Setting up a passive check problem
Lewis Getschel
lgetschel at denver.westerngeco.slb.com
Thu Apr 14 01:46:35 CEST 2005
Thanks to everyone for your input! (Ain't it great when we all help each
other!)
I've finally 'solved' my passive check issues.
To summarize the fixes:
1) _A_ big issue was that in nagios.cfg it WAS set to
"accept_passive_service_checks=0", So all _MY_ entries were being
ignored. (bad computer! <smirk>)
(even though my service had them enabled, the "system" wasn't
accepting them because of that)
accept_passive_service_checks=1 Now it accepts them (good computer!)

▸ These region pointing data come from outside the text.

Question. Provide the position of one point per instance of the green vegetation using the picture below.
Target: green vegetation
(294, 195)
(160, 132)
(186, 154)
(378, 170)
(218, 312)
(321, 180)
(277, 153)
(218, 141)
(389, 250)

2) State retention may very well have been in issue, but losing all that
data whenever I made a change to the configs and restarted (and getting
the 27 "down" notices made me re-think this ) so I keep it.
3) I can't explain _why_ nagios wanted to execute my command even though
set to "active_checks_enabled 0", but setting the
"check_period none" solved that.
check_period none
Now it doesn't schedule any checks (I just have that 'annoying' RED
"5 services disabled" on the Tactical Overview page, I can live with that)
My current working service definition is:
define service{
use linux-service
name ibm_diskarray_status
service_description ibm_diskarray_status
active_checks_enabled 0
passive_checks_enabled 1
check_command check_dummy
retain_status_information 1
check_period none
register 0
}
Now Nagios is doing what I want it to do. (YEA!!!)
On a side note....
Can someone explain the idea of "register". As far as I can tell, since
I have "register 0" in my templates, nothing is registered. When would
I want to register something, and what does it get me?
When I _try_ to register this service (as above) (with a 1), when I
reload, I get:
Error: Service description, host name, or check command is NULL
Error: Could not register service (config file
'/usr/local/nagios/etc/general/services.cfg', line 345)
When I change back to zero, it reloads fine...
... Just wondering what I'm "missing".
Thanks again to all.
Marc Powell wrote:
>
>
>>-----Original Message-----
>>From: Lewis Getschel [mailto:lgetschel at denver.westerngeco.slb.com]
>>Sent: Tuesday, April 12, 2005 5:08 PM
>>To: Marc Powell
>>Cc: Nagios Users
>>Subject: Re: [Nagios-users] Setting up a passive check problem
>>
>>Sorry to describe so much and then leave out my actual problem...
>>
>>Being an impatient person I've changed my services.cfg a little... now
>>they are:
>>
>>services.cfg:
>>define service{
>> use linux-service
>> name ibm_disk_array_status
>> service_description ibm_disk_array_status
>> active_checks_enabled 0
>> passive_checks_enabled 1
>> check_command check_dummy
>> check_freshness 0
>> register 0
>> }
>>
>>same config- hosts.cfg:
>># service definition
>>define service{
>> use ibm_disk_array_status
>> host_name fs004,fs005,fs006,fs007,fs008
>>}
>>
>>commands.cfg:
>># 'check_dummy' command definition
>>define command{
>> command_name check_dummy
>> command_line $USER1$/check_dummy 0
>> }
>>
>>
>
>Yup. Still looks ok.
>
>
>
>>Now, If I understand ...
>>the idea of "active_checks_enabled 0", means do NOT
>>actually check anything (don't run the command_line defined).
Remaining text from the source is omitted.